Shh . . . Don’t Tell Mahmoud Ahmadinejad Who Is Also Reponsible For Punk Rock
Posted by Contrarian on December 29th, 2006
The global conspiracy expands to include punk rock:
Take a fistful of New York attitude, more than a dash of kvetching, irony, humor and sarcasm; throw in the memory of the Holocaust and aspiring to assimilate; blend with lefty politics and social justice; stir up youthful disaffection, outsider status and rejection of your parents’ and society’s values, and you’ve got the makings of a movement. In the early 1970s, its musical expression devolved into punk. And according to author Steven Lee Beeber’s entertaining, engrossing and provocative new book, “The Heebie-Jeebies at CBGB’s: A Secret History of Jewish Punk,” it was “the most Jewish of rock movements.”
. . .
At a recent panel discussion at the Museum of Jewish Heritage in Lower Manhattan, Beeber and several illuminati of the early New York punk scene discussed among themselves how Jewish sensibility, consciously or unconsciously, was instrumental in creating the punk sounds, symbols and shtick, and how the Jewish-owned CBGB was instrumental in unleashing every parent’s worst nightmare.
. . .
The nexus of the punk universe was CBGB on the Bowery in the low-rent East Village, former Jewish ghetto, founded by Hilly (Hillel) Kristal, former farm boy. His uncle, Benjamin Brown, founded the back-to-the-land cooperative farm movement around Hightstown, N.J., known as the Jersey Homestead, which mirrored Zionist principles in Israel, explained Beeber.
. . .
While Tommy Ramone, Lenny Kaye, Richard Meltzer (co-manager of the Dictators with Sandy Pearlman) and Handsome Dick Manitoba (a Dictator, real name: Richard Blum) “might find their connection to Jewishness essential, others such as Richard Hell, Chris Stein and Joey Ramone might find it tangential . . . [However,] there is no way to fully understand these musicians without exploring the Jewish part of them, whatever that may consist of,” he contends.

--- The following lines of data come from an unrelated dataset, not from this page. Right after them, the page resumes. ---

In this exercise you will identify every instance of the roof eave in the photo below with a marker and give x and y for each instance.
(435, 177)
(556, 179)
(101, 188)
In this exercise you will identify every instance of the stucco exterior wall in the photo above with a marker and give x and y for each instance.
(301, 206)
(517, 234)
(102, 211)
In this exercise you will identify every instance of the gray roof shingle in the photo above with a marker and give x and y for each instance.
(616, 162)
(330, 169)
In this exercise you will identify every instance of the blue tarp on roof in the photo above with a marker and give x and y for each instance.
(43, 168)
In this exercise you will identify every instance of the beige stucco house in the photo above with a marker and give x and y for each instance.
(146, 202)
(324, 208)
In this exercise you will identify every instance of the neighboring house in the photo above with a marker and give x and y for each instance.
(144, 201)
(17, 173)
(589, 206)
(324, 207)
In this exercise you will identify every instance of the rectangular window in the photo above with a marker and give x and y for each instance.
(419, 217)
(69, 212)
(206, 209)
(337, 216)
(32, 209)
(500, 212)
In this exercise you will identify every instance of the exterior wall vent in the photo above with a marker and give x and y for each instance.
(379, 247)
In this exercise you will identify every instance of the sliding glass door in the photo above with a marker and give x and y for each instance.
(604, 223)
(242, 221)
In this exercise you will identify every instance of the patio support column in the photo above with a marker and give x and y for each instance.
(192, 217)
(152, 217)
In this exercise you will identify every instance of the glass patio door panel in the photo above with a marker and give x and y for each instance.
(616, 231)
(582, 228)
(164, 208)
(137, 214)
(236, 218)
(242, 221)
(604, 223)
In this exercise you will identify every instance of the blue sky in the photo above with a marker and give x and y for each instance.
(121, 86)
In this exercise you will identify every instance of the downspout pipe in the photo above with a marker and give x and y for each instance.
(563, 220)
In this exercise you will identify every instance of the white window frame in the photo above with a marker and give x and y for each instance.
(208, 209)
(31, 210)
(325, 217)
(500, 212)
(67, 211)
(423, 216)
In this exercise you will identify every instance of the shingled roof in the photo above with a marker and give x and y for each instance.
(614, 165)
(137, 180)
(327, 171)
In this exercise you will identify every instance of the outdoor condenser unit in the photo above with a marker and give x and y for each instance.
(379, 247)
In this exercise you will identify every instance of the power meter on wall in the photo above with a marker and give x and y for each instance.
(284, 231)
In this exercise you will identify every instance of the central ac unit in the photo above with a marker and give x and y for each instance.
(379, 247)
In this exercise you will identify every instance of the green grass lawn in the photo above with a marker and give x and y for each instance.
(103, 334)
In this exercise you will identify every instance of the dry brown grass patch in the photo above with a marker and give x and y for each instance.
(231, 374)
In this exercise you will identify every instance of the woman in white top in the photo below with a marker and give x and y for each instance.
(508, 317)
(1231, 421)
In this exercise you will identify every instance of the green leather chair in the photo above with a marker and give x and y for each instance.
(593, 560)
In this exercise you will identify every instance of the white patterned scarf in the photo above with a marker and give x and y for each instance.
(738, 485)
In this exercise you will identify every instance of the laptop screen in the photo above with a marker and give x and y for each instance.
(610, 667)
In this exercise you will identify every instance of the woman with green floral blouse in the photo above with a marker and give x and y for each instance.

Case in point was Beeber’s contentious exchange with poet-writer-musician-artist Richard “Hell” Meyers, who refused to be interviewed or provide any information for the book. Hell, who was raised in Kentucky in the 1950s, at first denied his Jewish roots, declaring he didn’t want to be appropriated by any group. (Beeber was born in Atlanta and can understand his reluctance to out himself as a Jew.) Hell finally admitted his father was born Jewish but raised him to be a Communist and an atheist, to which Beeber related to the audience, who laughed knowingly, “That’s a definition of a Jew.”
Adam Sandler obviously needs to update “The Chanukah Song” to include good ol’ self-hating Dick Hell . . .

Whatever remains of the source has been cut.